I have spent many hours of my life inside rehearsal rooms more or less adequate to their duty: the first one I remember is located in the fraction of my town, just a little more than a closet with a shabby drum set (leitmotif) and a couch that had seen its fair share of splashes upon that decaying dust. A band of young metalheads in the making used to try there, who later would explode and are currently all dead, musically speaking; one of them, however, teaches piano and guitar.
The second rehearsal room was in a village’s municipal building even smaller than mine, but damn if it was well-equipped: three amps with attached heads, a drum set always polished with replacements on site, and even the possibility to record with an ancient computer and ambient microphones; I remember we recorded a historic piece of mine in Italian, someone ventured to say it was an Italian prog pop.
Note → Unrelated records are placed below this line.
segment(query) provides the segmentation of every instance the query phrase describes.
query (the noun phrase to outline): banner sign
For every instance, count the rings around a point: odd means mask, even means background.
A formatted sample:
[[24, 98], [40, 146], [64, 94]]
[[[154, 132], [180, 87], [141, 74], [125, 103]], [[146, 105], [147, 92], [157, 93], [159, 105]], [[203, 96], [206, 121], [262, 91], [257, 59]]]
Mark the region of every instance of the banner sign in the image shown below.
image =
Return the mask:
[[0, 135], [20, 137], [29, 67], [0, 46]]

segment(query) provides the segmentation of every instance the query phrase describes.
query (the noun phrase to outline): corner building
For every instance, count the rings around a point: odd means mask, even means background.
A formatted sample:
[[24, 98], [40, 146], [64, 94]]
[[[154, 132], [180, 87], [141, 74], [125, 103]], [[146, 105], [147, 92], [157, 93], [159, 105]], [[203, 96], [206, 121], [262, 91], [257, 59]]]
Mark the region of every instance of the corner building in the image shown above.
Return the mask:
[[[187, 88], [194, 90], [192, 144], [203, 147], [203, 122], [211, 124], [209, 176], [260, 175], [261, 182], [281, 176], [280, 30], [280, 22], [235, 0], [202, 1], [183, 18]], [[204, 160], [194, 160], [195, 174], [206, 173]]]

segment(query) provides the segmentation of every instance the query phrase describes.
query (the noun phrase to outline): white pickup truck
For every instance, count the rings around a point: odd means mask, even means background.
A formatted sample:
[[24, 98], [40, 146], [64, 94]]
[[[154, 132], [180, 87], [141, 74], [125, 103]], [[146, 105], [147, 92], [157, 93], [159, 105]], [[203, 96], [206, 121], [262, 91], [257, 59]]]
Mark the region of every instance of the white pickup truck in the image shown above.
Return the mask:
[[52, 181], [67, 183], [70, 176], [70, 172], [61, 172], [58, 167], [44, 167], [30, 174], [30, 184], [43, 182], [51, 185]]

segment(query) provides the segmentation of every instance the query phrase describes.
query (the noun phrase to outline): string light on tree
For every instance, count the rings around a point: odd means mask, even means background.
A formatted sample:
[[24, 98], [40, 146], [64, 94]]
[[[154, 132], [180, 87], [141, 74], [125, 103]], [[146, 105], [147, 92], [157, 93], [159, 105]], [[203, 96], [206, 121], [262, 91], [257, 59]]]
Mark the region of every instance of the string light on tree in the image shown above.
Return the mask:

It might be better if I forget it. In this room, I passed through three distinct phases: the first was the Metallica cover phase with Symphony of Destruction by Megadeth and Breaking the Law by Judas Priest, it wasn’t for me. After the band exploded after a while, the old drummer who had kept the time slot called me back, we never managed to do anything, just some indie covers with little desire; Elia was only interested in hooking up with a friend of mine, succeeded. The third band was the one with the women, there is even something in the ether, mostly very catchy and artsy noise-shoegaze.
The last rehearsal room (although in the meantime we toured multi-rooms between the hovel and the futuristic) is where I poured more mental blood and where my energies became true songs, pure feelings. Two bands with different names, different souls (first dark metallic post-punk, afterwards some post- and pop hardcore) but with almost the same core; few but indelible gigs, one recorded album and lots of nonsense.
Matt Williams has lived through all this and much more, embodying perfectly how every garage band should be, without frills and without the worries of sounding repetitive and derivative. The Liquids project is on its second work, which, like the previous one, is only a great collection of those pieces published very sparsely and lo-fi over the last 4 years.